Я перетерпел неуважительность и промолчал.

Не сворачивая, въехали в узкие воротца, оставив, сопровождавших рейтар у входа.

Не дурно я живу, — отбросив страхи, восхищался я аллеями похожего на лес парка, аккуратной пышностью цветников, игрушечно-хрупкими ротондами, загадочными павильонами и иными барскими причудами, что не давали отвести глаз.

Объехав вокруг фонтана, в струях которого схватились обнаженные бронзовые атлеты, карета остановилась у широкой лестницы. Две гранитных химеры, вытянув клыкастые морды, стерегли подступы к обиталищу семейства Гонзаго.

Не дожидаясь грума, я приоткрыл дверь, желая скорее покинуть опостылевший тарантас, а заодно и некомпанейскую графскую пассию, опробовавшую на мне все способы зубоскальства. Выйти оказалось не так просто. Лай Людоеда вернул меня на место.

— Убери своих живоглотов, — взмолился я.

— Ты просишь? — зло обрадовалась Бона довольная ущемить меня еще разик.

— Целую ваши ноги от колен и до пупка, — заверил я её.

Запоздавший грум, черный от пыли и солнца, снова открыл заветную дверь. Бона первой вышла из кареты.

— Жано, отведи собак на псарню, — распорядилась она.

Подождав, пока наденут поводки на псов и оттащат их на безопасное расстояние, я вывалился на свет божий, проветрить сопревший от сидения зад.

Бона любезно (вот змеюка!) склонилась передо мной.
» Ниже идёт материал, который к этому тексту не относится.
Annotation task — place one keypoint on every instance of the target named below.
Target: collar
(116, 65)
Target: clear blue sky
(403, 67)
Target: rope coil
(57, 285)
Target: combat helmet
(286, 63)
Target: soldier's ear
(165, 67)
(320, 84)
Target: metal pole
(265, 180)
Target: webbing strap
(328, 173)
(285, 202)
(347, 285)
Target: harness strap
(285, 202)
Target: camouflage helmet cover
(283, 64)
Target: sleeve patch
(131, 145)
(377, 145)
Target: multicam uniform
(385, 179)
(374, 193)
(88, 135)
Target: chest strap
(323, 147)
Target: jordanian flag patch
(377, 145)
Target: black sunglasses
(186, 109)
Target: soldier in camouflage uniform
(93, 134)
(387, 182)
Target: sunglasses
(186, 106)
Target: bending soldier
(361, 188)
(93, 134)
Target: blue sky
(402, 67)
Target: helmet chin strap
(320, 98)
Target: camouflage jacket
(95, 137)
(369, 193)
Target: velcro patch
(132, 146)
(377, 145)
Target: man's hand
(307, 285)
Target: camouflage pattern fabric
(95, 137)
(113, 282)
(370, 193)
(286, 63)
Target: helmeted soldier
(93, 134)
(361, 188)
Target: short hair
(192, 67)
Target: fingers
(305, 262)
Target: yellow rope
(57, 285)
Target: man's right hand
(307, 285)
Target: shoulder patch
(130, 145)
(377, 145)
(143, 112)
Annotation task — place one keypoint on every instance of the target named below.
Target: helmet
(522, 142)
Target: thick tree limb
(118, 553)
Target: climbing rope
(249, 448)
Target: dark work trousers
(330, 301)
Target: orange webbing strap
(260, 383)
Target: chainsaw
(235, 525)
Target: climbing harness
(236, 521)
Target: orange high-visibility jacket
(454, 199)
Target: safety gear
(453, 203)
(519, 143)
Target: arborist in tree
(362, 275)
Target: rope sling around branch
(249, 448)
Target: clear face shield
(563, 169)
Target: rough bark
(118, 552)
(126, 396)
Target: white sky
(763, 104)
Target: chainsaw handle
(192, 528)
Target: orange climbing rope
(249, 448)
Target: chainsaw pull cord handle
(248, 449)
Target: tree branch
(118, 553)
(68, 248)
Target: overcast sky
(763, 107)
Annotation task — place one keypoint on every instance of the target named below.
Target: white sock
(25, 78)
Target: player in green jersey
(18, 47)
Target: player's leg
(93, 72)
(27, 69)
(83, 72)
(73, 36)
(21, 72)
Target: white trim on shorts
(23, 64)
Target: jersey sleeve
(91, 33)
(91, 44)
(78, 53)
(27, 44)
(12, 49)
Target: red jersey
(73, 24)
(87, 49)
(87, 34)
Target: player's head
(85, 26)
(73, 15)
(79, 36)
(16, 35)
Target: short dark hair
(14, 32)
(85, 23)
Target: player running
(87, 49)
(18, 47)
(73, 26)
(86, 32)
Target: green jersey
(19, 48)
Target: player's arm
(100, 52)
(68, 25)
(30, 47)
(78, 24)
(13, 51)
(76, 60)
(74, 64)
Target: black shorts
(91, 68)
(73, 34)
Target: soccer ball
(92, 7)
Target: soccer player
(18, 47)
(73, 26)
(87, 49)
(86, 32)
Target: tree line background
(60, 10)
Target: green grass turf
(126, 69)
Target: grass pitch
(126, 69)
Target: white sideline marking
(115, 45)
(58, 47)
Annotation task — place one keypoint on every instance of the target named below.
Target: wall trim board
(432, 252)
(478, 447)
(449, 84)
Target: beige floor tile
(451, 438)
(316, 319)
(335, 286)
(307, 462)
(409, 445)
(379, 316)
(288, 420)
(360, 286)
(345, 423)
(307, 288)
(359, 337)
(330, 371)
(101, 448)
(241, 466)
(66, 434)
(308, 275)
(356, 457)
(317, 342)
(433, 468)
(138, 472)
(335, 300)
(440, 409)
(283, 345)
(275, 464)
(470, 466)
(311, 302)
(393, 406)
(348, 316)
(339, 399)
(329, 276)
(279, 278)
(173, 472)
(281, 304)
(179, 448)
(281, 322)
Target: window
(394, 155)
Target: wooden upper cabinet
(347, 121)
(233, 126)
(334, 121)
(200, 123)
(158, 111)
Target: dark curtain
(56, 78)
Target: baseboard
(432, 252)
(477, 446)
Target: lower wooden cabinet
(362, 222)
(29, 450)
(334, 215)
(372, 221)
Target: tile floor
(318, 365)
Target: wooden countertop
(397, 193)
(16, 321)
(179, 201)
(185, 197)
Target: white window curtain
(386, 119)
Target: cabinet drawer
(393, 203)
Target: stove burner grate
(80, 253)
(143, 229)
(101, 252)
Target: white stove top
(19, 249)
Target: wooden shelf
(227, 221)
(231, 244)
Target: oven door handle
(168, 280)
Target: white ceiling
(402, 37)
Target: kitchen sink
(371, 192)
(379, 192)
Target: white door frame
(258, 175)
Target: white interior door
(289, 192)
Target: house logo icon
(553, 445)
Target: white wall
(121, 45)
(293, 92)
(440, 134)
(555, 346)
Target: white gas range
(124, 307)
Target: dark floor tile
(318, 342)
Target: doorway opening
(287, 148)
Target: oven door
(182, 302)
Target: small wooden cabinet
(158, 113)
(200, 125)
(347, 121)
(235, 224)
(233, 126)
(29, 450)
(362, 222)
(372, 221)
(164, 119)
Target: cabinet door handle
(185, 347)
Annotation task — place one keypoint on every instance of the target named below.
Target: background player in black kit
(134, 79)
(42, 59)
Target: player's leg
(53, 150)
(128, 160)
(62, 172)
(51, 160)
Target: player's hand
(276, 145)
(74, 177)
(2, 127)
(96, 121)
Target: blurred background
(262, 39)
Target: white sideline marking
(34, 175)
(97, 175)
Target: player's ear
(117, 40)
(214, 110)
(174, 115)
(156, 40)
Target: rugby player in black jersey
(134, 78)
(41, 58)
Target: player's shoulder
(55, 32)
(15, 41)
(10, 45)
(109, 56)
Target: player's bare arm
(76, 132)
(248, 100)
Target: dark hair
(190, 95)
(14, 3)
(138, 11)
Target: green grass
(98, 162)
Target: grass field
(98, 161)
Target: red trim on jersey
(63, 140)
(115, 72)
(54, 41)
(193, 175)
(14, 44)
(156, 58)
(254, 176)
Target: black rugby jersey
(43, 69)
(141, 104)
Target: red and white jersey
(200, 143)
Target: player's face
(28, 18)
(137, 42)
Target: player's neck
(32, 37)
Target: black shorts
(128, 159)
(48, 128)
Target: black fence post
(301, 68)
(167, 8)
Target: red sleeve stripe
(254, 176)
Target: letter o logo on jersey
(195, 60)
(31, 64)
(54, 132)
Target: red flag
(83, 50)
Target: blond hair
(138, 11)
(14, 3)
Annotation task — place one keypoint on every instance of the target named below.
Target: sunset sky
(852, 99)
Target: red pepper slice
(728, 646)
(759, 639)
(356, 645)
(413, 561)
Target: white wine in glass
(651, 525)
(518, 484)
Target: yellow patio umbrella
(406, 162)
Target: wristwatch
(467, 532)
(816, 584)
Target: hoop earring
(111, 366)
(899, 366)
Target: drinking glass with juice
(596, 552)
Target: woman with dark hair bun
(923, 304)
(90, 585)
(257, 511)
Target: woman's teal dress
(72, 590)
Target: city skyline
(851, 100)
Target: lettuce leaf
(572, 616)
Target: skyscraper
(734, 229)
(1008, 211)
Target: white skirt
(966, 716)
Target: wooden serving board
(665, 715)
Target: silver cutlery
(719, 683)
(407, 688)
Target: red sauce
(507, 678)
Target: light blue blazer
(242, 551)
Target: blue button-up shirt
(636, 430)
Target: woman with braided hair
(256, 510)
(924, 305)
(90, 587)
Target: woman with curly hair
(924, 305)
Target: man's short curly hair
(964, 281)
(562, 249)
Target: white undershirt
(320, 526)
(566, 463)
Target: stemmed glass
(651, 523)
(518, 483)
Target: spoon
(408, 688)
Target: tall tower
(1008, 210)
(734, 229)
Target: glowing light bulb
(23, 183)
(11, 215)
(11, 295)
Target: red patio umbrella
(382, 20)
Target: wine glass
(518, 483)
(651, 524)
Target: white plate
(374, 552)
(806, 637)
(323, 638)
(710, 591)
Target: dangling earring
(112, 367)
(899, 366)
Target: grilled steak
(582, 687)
— Добро пожаловать домой, граф!

При виде гонзаговских хором, моя челюсть предприняла попытку отвиснуть до колен. В организме сразу стало сухо — от глотки до двенадцатиперстной кишки. Сердце подленько задергалось: Мое! Мое! Мое! И не желало ничего слушать. Действительно было от чего впасть в ступор. Красавец-дом светился белизной величественного мрамора. Причем белизна не являлась абсолютной, а несла едва уловимый оттенок. На уровне первого этажа — изумрудный, гармонирующий с зеленью вьющегося по стенам и колоннам плюща. Карнизы, пилястры узорочье и балконы — розовый, с наложением желтого, солнечного. Второй этаж — голубоватый, в тон огромных окон, разделенных друг от друга нишами с бюстами пращуров-воителей. На крыше — башенки, мансарды, смотровые площадки с цветами и каменным зверьем.

Покуда я любовался чужой недвижимостью, еще минуту назад пустая лестница преобразилась. Вдоль неё, подобно живым перилам выстроился легион слуг и служанок. Встречать возвращение кормильца и благодетеля вышли все от мала до велика.

— Ваши холопы рады видеть вас в полном здравии, граф! — прокомментировала выход массовки Бона. — Поспешите же обнять родных!

Ей едва хватило самообладания не расхохотаться.

Делать нечего, осторожно взошел на первую ступеньку. Слуги бегущей волной согнулись в низком поклоне. Подгоняемый брезгливостью, я стремительно зашагал вверх, едва сдерживаясь не запрыгать через ступеньки. Где то на первой трети я вспомнил о Маршалси и барде. Чуть приостановился оглянуться назад. Слуга, стоявший пообок, в ужасе рухнул на колени, лепеча невнятное:

— Помилуйте, сеньор граф!

Гонзаго, гад ты конченый, — рассердился я на двойника.